Equifax took six weeks to get around to bothering to tell us about it so we individual consumers could begin to take our own corrective and defensive action. That’s unconscionable, Equifax isn’t alone in delaying telling us about hacks into personal information those companies are holding for us, and it’s giving impetus to legislation that would force companies to disclose such hacks much sooner. One such proposed bill is Congressman Jim Langevin’s (D,RI) reintroduction of the Obama era’s Personal Data Notification and Protection Act.
I don’t like regulations, but one here is necessary. The hacks aren’t exposing company property; they’re exposing individual personal property entrusted to the company. Companies have an obligation to safeguard that personal property, and that obligation is strongly expanded by a company’s demand for that personal property as a condition of doing business with it.
Companies don’t want to be embarrassed…[by] having to disclose when people’s data is leaked….
People don’t want to be harmed by those leaks or by delays in finding out their data have been leaked. I’m trying to weight the one against the other in my balance. Oh, wait….
Under this proposed legislation, Equifax would have had to disclose its breach within 30 days….
No, there’s no need for any delay, indeed, delay simply compounds the damage that can be done to us individuals. As Christopher Mims put it at the end of his piece at the link,
When Equifax was breached, hackers got birthdates, Social Security numbers, and other hard facts about most of us. This data has the power to ruin our financial lives….

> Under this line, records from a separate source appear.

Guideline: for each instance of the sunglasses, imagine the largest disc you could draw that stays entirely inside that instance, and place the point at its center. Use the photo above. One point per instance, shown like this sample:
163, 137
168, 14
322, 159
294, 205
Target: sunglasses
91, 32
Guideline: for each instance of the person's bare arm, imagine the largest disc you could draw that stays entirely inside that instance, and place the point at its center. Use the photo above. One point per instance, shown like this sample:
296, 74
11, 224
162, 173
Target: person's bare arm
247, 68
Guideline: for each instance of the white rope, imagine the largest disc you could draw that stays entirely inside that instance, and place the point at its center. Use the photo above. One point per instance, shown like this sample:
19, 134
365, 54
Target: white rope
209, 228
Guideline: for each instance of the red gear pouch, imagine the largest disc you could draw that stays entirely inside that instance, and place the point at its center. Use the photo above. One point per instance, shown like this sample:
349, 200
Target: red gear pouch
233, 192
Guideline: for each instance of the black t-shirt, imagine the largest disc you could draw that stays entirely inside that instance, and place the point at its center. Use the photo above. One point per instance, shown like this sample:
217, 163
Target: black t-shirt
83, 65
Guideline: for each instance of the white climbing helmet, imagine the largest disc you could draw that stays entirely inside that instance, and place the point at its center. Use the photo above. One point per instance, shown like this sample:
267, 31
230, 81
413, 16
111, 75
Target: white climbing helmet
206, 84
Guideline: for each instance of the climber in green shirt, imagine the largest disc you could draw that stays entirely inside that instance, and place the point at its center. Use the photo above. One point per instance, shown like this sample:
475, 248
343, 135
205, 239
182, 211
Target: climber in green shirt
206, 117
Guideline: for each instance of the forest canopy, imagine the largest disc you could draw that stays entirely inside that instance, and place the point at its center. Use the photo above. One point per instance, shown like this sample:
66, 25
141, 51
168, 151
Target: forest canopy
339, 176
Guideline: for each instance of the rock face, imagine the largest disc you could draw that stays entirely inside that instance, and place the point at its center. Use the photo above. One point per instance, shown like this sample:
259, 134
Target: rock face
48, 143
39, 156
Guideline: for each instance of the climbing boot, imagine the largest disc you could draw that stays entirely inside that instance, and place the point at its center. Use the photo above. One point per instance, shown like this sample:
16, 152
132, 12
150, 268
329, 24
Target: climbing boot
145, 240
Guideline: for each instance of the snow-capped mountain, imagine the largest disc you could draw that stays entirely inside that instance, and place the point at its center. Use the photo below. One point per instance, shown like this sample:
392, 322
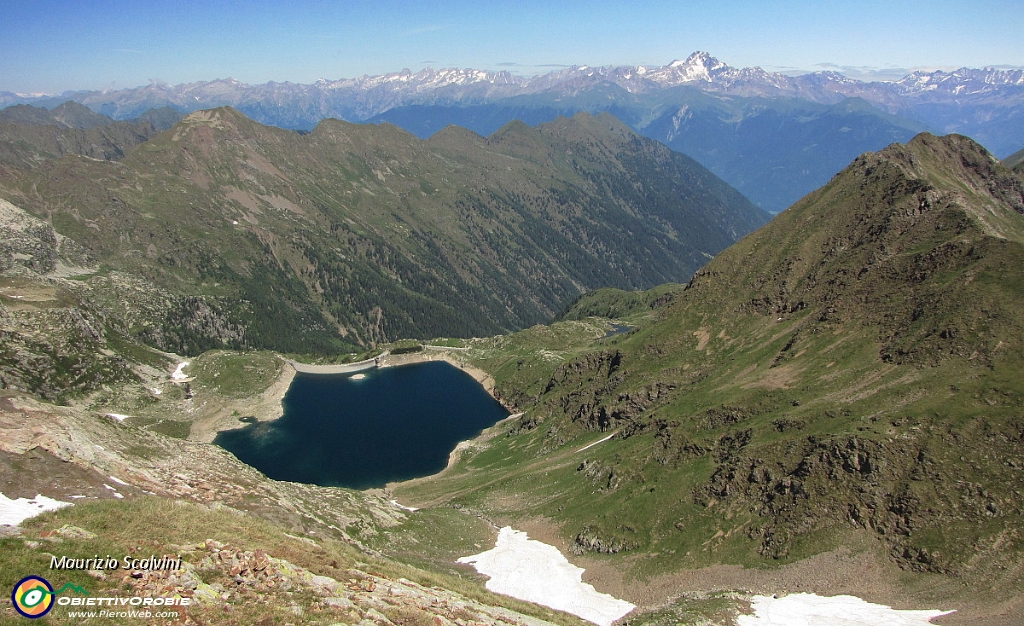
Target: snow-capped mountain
360, 98
771, 135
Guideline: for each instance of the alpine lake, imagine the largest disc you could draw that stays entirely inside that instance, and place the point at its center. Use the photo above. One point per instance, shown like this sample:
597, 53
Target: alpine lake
364, 430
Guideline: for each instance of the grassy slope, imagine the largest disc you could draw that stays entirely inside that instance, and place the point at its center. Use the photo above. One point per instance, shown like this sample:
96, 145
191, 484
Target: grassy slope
364, 234
853, 366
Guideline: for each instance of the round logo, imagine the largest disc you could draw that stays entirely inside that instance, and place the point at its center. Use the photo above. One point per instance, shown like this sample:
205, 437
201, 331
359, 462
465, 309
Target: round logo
33, 596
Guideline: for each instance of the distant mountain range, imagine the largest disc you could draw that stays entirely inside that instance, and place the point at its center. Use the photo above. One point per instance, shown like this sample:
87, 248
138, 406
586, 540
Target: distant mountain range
353, 235
772, 136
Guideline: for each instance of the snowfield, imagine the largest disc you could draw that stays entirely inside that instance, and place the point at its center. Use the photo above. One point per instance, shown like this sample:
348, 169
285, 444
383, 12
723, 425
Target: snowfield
538, 573
13, 512
811, 610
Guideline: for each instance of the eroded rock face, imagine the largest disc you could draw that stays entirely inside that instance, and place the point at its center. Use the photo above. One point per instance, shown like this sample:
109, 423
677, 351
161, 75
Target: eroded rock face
34, 245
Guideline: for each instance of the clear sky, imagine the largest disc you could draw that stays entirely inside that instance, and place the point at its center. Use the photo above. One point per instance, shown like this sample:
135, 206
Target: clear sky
56, 45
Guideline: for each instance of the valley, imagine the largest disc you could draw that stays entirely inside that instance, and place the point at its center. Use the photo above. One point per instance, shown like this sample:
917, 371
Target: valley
828, 403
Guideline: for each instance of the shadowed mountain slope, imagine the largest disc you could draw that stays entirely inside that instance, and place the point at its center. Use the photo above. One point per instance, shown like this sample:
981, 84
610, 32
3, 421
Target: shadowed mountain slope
855, 366
363, 234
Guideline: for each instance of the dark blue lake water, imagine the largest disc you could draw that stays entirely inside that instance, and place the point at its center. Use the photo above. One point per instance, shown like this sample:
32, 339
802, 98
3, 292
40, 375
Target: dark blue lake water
395, 423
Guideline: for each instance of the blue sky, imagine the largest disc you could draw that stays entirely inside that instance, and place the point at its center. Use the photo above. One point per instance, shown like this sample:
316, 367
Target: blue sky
51, 45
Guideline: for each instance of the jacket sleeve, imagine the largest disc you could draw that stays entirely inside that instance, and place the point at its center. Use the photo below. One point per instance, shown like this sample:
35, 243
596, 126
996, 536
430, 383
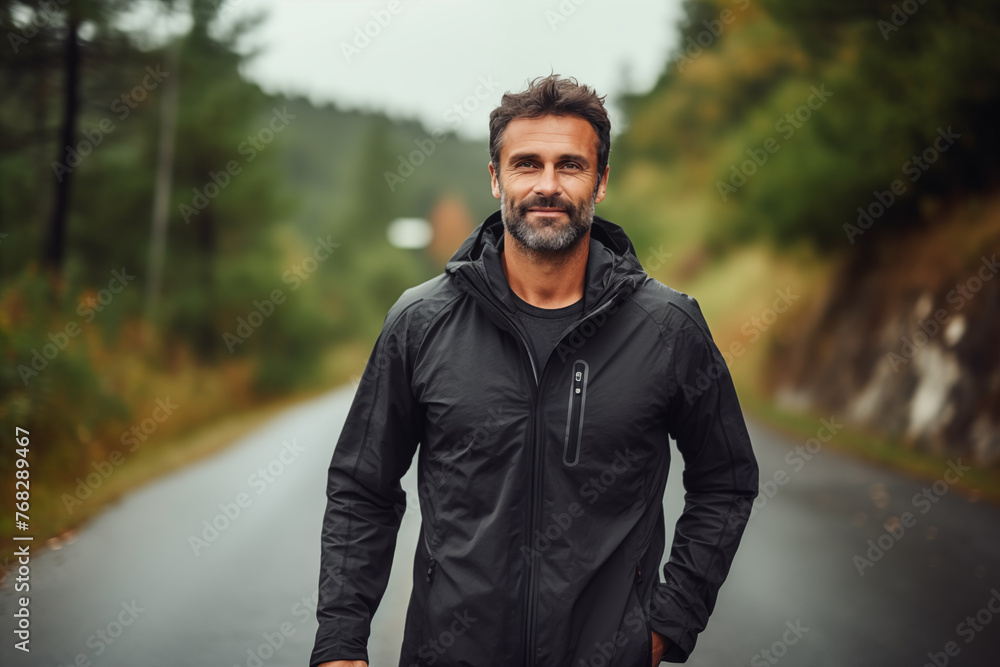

Any delay, let alone 30 days, is far too long to be held defenseless against that. The legislation’s proposed 30 days are forever in today’s information and financial world, an entire month within which hackers could work their nefarious ends without our being able to defend against those ends. Equifax, et al., should be required to disclose on the day the hack is discovered and then to keep us current on developments with frequent updates that, at the least, explain what’s being done about the hack to reduce the likelihood of a subsequent hack, what’s being done to mitigate the damage to us of the present hack, why the hack wasn’t discovered sooner, and what’s being done to speed discovery for next times.
We need to be able to act in our defense, too.
And contra the attitudes of those who defend delay, we Americans are not too stupid to understand what we’re being told—so long as it’s prompt and truthful—and we can make good use of the information which, aside from our being better able to defend ourselves, would let us see quickly what companies develop a history of exposing our personal information and so are unworthy of our business.